Mi faccio spazio tra le persone che chiacchierano allegramente e per poco non inciampo nelle ciabatte di qualcuno. Sorpasso due ragazze dai capelli perfettamente acconciati in due trecce a spina di pesce e imbocco anche io il vicolo dove poco prima il misterioso musicista si è diretto.
Appena mi lascio alle spalle il flusso di turisti, realizzo che il vicolo in questione è proprio quello in cui alloggio. Sento il cuore che inizia a battere più velocemente. Che sia un segno del destino? Se El fosse qui mi darebbe ancora del caso umano, ma io non posso fare a meno di credere nel fato.
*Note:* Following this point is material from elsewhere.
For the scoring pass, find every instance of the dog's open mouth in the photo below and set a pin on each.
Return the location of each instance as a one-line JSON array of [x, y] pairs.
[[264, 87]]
Nell'aria si diffonde un profumo invitante che mi ricorda il miele, e seguendolo lungo la strada acciottolata finisco per fermarmi davanti al bar davanti al portone del mio palazzo. Alla mia destra, sotto la tenda bianca e rossa che mi ripara dal sole, sono disposti quattro tavolini rotondi, ognuno con due sedie attorno, e una vetrina all'interno della quale sono state esposte delle brioches col tuppo. Mi dimentico della dieta solo guardandole, e scommetto che, se accompagnate da una granita al limone, anche El si pentirebbe di avermi fatto giurare di stare attenta col cibo.
Sposto lo sguardo dalla vetrina al muro e leggo la scritta dipintaci sopra: Il sorriso.
Verrà spesso qui? mi chiedo mentre vengo contagiata dal nome del locale. Senza perdere altro tempo seguendo i miei pensieri, apro la porta del bar ed entro. All'interno l'odore di brioche si mescola a quello del caffè e delle granite, alla radio trasmettono una vecchia canzone e si sta decisamente meglio ─ il miracolo dell'aria condizionata.
Sulla parete destra c'è un bancone con una superficie di vetro e dietro questo una serie di grandi mensole ricolme di bottiglie di alcolici e altri drink, oltre agli appoggi con la classica macchina per il caffè e l'apparecchio per le granite, mentre in una scatola nascosta dietro uno sgabello dall'aria traballante sono stati riposti con cura dei dischi in vinile. Un lato del bancone inoltre è stato trasformato in una vetrina per i gelati, dove però vedo solo cinque o sei gusti circa, nonostante le vaschette siano circa dodici.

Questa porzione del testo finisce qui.